Book readings are a great way to spread the word about a new release. As reported in an earlier post, about a year ago, a couple of months after Rare Traits was published, I gave a talk about it and a reading of three short passages at the Royal Hong Kong Yacht Club in Hong Kong. The evening went well, several books were sold and feedback was good.
Being in Hong Kong again recently, I thought I’d repeat the event for book number two of the Rare Traits Trilogy – Delusional Traits. Having been a member of the RHKYC for many years, I know the place well, and the evening was once again relaxed and fun with plenty of time to chat informally about the books, writing and publishing with a bunch of interested people. Thanks to everyone there for a great evening and your very positive feedback and encouragement – yes, I promise I’ll try to get the third book in the trilogy finished asap!

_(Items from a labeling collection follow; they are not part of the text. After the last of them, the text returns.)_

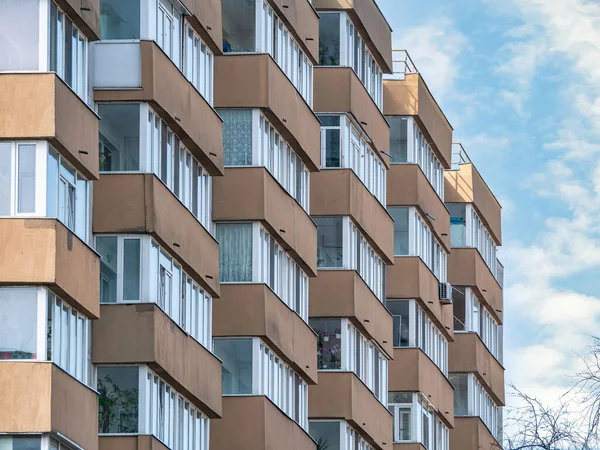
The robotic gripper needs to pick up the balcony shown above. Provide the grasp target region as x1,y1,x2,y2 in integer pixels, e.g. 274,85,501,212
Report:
213,284,317,384
215,54,321,171
313,0,392,71
383,72,452,170
387,164,450,253
313,66,390,159
388,348,454,428
213,167,317,276
386,256,453,340
92,41,223,175
308,372,393,450
310,169,394,264
92,174,219,297
0,73,99,180
309,270,393,356
448,333,504,406
210,396,316,450
92,304,222,418
448,248,504,324
450,417,502,450
0,361,98,450
444,149,502,245
0,219,100,318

Returning to Phuket last Monday, I ventured into relatively uncharted waters when I accepted an invitation to talk to a bunch of secondary school students at the very impressive HeadStart International School during their book week. Given my background, they asked me to talk about both writing and forensic science. What I didn’t realise when I first accepted the invitation was they were arranging four ninety minute sessions to four different year groups – Years 7-10!
It turned out to be a great day with many good questions and more interested students than I imagined there would be – you can’t expect all the 14-15-year-olds in a group to be riveted by an old man rabbiting on about writing. It was somewhat experimental for me – it’s been years since I spoke to schools and that was specifically in career talks. I was determined not to speak from notes, except where I had a specific quote, the result being that each talk was structured differently. That, I hope, made each one more spontaneous. Each was also different in that some groups were more responsive than others. When the students did start asking questions, they fed off each other and the discussions got quite lively. Lively is good. It was amazing how quickly each hour and a half flew by.
Clearly you’re not going to sell loads of books from an activity like this, but that’s not the point. My books aren’t really aimed at the young teen market, although some said they would be seeking them out on Amazon. They might even tell their parents, who knows? The main point of the exercise is to give something to the community (there aren’t too many authors passing through Phuket, particularly authors who are prepared to give their time for nothing) and to gain experience in standing up in public at the same time. If the presentation is interesting to the audience, everybody wins. I’m certainly enthused by the experience and I’ll be actively seeking out other opportunities. I’ll keep you posted.